You mentioned the systemic nature of discrimination. Can you tell us more?

Vicki Schultz, a professor at Yale University School of Law, shows in her studies that sexual harassment is often not simply the result of an individual relationship. It can be, in some occupational sectors, an instrument of domination at work that increases the gender wage gap and opportunities for promotion of the under-represented sex group. She notes that, as the number of women increases in a service or a professional activity, the incidence of sexual harassment may decrease. Sometimes the phenomenon of sexist behaviour can be part of the corporate culture.

In that respect, it should be understood that sexual harassment, seen as discrimination, often signals an organisation’s atmosphere where there may exist, for example, a gender-based employment segregation and sometimes a glass ceiling maintained in part because of practices of sexual harassment in the sense of “repeatedly imposing on a person comments or behaviour with a sexual or sexist connotation which either undermines his/her dignity because of their degrading or humiliating character, or creates against him/her an intimidating, hostile or offensive situation” (article L 1153-1 of the French Labour Code).

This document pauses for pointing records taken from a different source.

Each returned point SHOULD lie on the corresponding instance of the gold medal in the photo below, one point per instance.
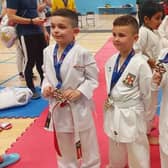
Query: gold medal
(108, 103)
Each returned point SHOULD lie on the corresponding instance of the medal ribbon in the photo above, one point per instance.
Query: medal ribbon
(117, 74)
(57, 64)
(165, 59)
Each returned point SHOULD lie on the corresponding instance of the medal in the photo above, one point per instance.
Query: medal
(108, 103)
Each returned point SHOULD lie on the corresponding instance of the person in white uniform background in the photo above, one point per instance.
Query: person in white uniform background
(128, 78)
(20, 59)
(70, 77)
(150, 42)
(160, 80)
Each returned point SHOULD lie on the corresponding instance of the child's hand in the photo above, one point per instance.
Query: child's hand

Can organisations prevent sexual harassment and gender-based violence?

Yes. Organisations have an obligation to prevent sexual harassment, discrimination, and gender-based violence. As an employer, they have an obligation of safety towards their employees. Since the law of August 8, 2016, in addition to violence, sexist acts are part of the risks that employers must take into account when planning preventive measures to  thwart occupational risks (article 4121-2 of the Labour Code). This concretely means that the inaction of any organisation, whatever its nature, in the face of rumours or anonymous letters is reprehensible. Any act of retaliation in the face of a denunciation is a fortiori prohibited. Actions should be implemented to raise awareness and train employees on this issue. Also a whistleblowing or complaint mechanism should be in place in the event of verbal or non-verbal sexist practices. The intervention of an external body is advisable. Prevention is simply the best guarantee to ensure a healthy training or work environment. Any internal investigation following a complaint must ensure both the safety of the victim and due process rights for the alleged perpetrator.

What about universities?

In France, already in 2018, the Minister of Higher Education and the Secretary of State in charge of Equality between Women and Men launched an awareness raising campaign on sexual and gender-based violence in higher education. The idea was to create, within each university, a monitoring unit allowing all victims, all survivors, to be supported.

Other countries, particularly in Latin America, have taken the opportunity to produce spaces for dialogue in universities on these issues. These spaces are built in-house, outside of human resources and management services, with researchers who work on feminist issues and who have participated in the development of internal standards.